Sambung beliau menambahkan, mengamati pengalaman dan juga fakta yang digunakan terjadi di tempat sektor MICE Indonesia, hampir semua venue besar dikelola oleh swasta. Selain JCC yang mana dikelola oleh PT Graha Sidang Pratama (GSP), ICE BSD oleh PT Indonesia International Expo juga JIExpo yang mana dimiliki dan juga dikelola oleh PT Ibukota Indonesia International Expo.
Saat ini juga sedang ada penyelesaian penyelenggaraan venue baru pada kawasan Pantai Indah Kapuk (PIK) II seluas lebih tinggi dari 120 meter persegi yang mana juga akan dikelola oleh swasta.
“Sebagai pelaku usaha, ASPERAPI akan selalu menggalang upaya pemerintah untuk terus meningkatkan sumbangan lapangan usaha MICE ini terhadap perekonomian Indonesia. Karena itu harapan kami pemerintah juga mampu menjaga iklim sektor ini setiap saat kondusif kemudian memverifikasi diterapkannya standar layanan yang digunakan tinggi, profesional, akuntabel kemudian terukur seperti yang digunakan sudah ada diberikan oleh venue-venue besar seperti JCC,” tambah Jeffrey.

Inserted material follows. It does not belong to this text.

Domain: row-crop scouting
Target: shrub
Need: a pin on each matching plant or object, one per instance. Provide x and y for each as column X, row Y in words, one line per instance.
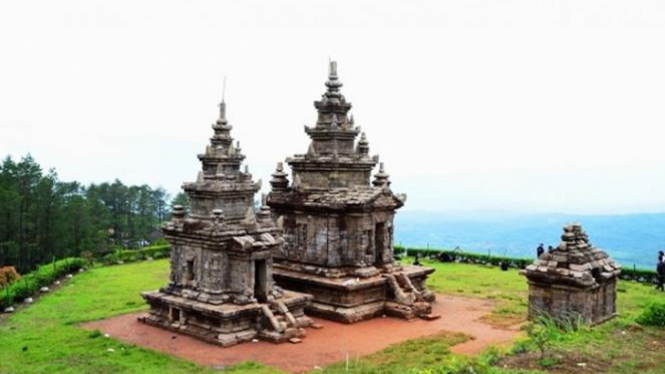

Lebih sangat Jeffrey menegaskan, menjalankan sektor MICE itu sulit. Karena hal ini tidak ada semata berkaitan dengan kompetensi dan juga rekam jejak, tetapi juga jejaring industri yang digunakan tentunya dibangun bertahun-tahun. Karena itu adanya ancaman terhadap inovasi pengelola di area JCC telah lama menjadi perhatian kritis ASPERAPI.
Apalagi di tempat bidang MICE Indonesia bukan sejumlah pelaku bidang usaha yang digunakan miliki kemampuan mengurus venue sebesar JCC. Bahkan sebagian besar pengelola venue baik yang dimaksud ada di tempat Ibukota Indonesia maupun di dalam berbagai kota lainnya di tempat Indonesia pernah belajar juga terhubung dengan pengelola JCC ketika ini.
“Jangan berpikir dengan mengubah pengelolaan JCC semua vendor akan secara langsung melanjutkan kerjasamanya. Apalagi apabila pengelola baru memiliki kualifikasi juga akuntabilitas yang lebih banyak rendah dibandingkan pengelola sebelumnya. otoritas harus mengambil kebijakan terbaik untuk menyelamatkan Industri ini dari kepentingan sepihak kemudian jangka pendek,” tegasnya.